きわめてシンプルなジャケットも、その音楽の在り方を表現するには十分でしょう。
特に好きな曲は、Tr.04「KlothoPianoForte」、Tr.07「nATALIE」、Tr.11「ASTER」。
Tr.09に、Phasmaさんによる全く毛色の違うトラックが入っているのが非常に面白かったです。
またTr.12には、Tr.01「RheO」を「灯下はこ、」さんが歌ったトラックが収録されています。

4)Dong「とりうた」

リリース: 2012/8/11
分類: VOCALOID
ジャンル: エレクトロニカ他
通販: とらのあな


曲に絵にフリーゲームにとあらゆるジャンルで活動している「ヤルハラ」の主催、Dongさんの夏コミのCDです。
使用VOCALOIDは歌愛ユキと鏡音リン。中音域のユキと高音域のリンが、不思議な音の森をさまよいます。
それにしても、歌愛ユキの幼さと哀愁が見事にブレンドされた歌声は本当に奇跡としか言いようがありませんね。
近いうちに紹介記事を書きたい1枚です。現在絶賛完売中ですけど・・・。

5)トラボルタ「TORABOTIC WORLD 2」

リリース: 2012/2/5
分類: VOCALOID
ジャンル: ポップス
通販: とらのあなD-STAGE


なんと3年半ぶりとなる、トラボルタPの2ndアルバムです。ジャケットイラストは「なぎみそ」さん。
VOCALOIDシーンが醸成された初期から、童話のように優しい物語音楽や等身大のメッセージソング等で多くのリスナーから息の長い支持を受けてきた方です。
1stアルバム以降に発表した「トエト」「オメデトウ」「ソラトバズ」等の名曲もさることながら、
中でも僕が特に推したいのは、Tr.02「ウェンディーと魔法の森」です。
物語音楽コンピレーション「10story's」に向けて書き下ろした曲で、このアルバムについては僕も紹介記事でがっつり語っているので、時間があれば是非読んでみてください。
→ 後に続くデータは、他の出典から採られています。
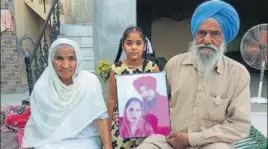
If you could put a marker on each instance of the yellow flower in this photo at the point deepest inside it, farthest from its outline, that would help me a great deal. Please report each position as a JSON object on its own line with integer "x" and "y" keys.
{"x": 103, "y": 70}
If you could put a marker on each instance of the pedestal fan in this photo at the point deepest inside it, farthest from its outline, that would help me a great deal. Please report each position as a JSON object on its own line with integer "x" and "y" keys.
{"x": 254, "y": 52}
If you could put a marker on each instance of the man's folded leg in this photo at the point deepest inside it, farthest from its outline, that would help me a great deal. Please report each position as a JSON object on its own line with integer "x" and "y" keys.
{"x": 155, "y": 142}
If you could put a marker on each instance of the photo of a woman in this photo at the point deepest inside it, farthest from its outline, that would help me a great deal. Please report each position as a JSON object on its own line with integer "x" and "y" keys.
{"x": 133, "y": 123}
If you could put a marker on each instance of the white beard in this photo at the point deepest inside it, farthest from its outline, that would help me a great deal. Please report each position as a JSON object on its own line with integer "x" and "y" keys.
{"x": 206, "y": 57}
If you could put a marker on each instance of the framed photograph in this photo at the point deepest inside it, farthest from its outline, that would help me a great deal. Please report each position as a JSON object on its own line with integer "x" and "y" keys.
{"x": 143, "y": 105}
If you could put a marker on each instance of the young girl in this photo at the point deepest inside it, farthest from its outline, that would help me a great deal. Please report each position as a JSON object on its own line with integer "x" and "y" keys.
{"x": 134, "y": 45}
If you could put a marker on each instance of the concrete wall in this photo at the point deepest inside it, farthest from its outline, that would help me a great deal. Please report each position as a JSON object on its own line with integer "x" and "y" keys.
{"x": 26, "y": 24}
{"x": 170, "y": 37}
{"x": 10, "y": 72}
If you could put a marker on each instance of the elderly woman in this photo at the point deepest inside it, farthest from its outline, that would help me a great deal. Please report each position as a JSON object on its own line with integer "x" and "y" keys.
{"x": 68, "y": 109}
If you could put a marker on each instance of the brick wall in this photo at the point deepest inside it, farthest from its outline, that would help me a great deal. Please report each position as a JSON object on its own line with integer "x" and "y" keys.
{"x": 10, "y": 64}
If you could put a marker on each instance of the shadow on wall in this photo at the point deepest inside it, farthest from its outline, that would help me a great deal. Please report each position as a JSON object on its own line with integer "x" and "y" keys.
{"x": 170, "y": 37}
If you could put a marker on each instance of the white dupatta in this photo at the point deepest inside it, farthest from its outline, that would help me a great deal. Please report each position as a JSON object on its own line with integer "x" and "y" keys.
{"x": 59, "y": 111}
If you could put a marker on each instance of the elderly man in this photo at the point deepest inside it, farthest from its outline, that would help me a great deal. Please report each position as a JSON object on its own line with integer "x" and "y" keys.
{"x": 210, "y": 97}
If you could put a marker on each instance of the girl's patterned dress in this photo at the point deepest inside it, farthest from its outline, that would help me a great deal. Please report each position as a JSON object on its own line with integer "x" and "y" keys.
{"x": 121, "y": 69}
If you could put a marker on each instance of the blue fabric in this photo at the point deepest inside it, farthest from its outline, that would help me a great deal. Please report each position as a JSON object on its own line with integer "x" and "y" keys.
{"x": 222, "y": 12}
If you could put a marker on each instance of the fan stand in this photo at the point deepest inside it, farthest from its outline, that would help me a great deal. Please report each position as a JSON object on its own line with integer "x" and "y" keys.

6)Phasma & NOEL-KIT「ふんわりちゃんと一緒!」

リリース: 2012/7/8
分類: VOCALOID
ジャンル: エレクトロニカ
通販: bandcamp(ダウンロード販売)


2人の個性ある作家が組んで、「それぞれの個性」と「ユニットとしての親和性」をここまではっきり示すことのできた例は稀有でしょう。
「エレクトロニカ」に大きくカテゴライズされるPhasmaとNOEL-KITですが、比較的ポップス寄りのPhasmaと、
ノイズ・アンビエント寄りのNOEL-KITそれぞれの持ち味が、時に前者寄りに、時に後者寄りに移ろいながらも、
どちらもバランス良く堪能できる音構成は見事の一言。
そして、硬派な音楽に一見そぐわなさそうなポップなイメージキャラクターも、もしかしたらバランサーとして2人の間を取り持つのに一役買っているのかもしれませんね。作者は「ミズノシンヤ」さん。
1st EPのこの作品は7月リリース、12月にも2nd EP「ふんわりちゃんと四角いやつ!」がリリースされています。

7)黒魔「mousou new world」

リリース: 2012/7/8
分類: VOCALOID
ジャンル: エレクトロニカ
通販: Amazon


時に攻撃的に、時に楽しげにチップチューンを鳴らしたと思いきや、
まさに「静寂」をもって音楽となす静かなアンビエント・ピアノ曲を書く。
このように作風の幅の広い「黒魔」さん初のCDアルバムとなる今作ですが、その構成が非常に面白いのです。
まず「目を閉じて」で幕を開け、堰を切ったように次々と現れる妄想たち。
楽しいものから悲しいものまで、ありとあらゆる「妄想」が飛び込んできます。
あたかも作者のそれを追体験しているような構成。
いやその取り留めの無さは、もはや「構成」ですらないのかもしれません。
それでもめちゃくちゃになるわけではなく、最後まで追いかけて、一緒に目を覚ましたくなるのです。
遊園地によくある、真っ暗な中を船が動くようなアトラクション。あれに乗っているような無重力感が、不思議と心地良い作品です。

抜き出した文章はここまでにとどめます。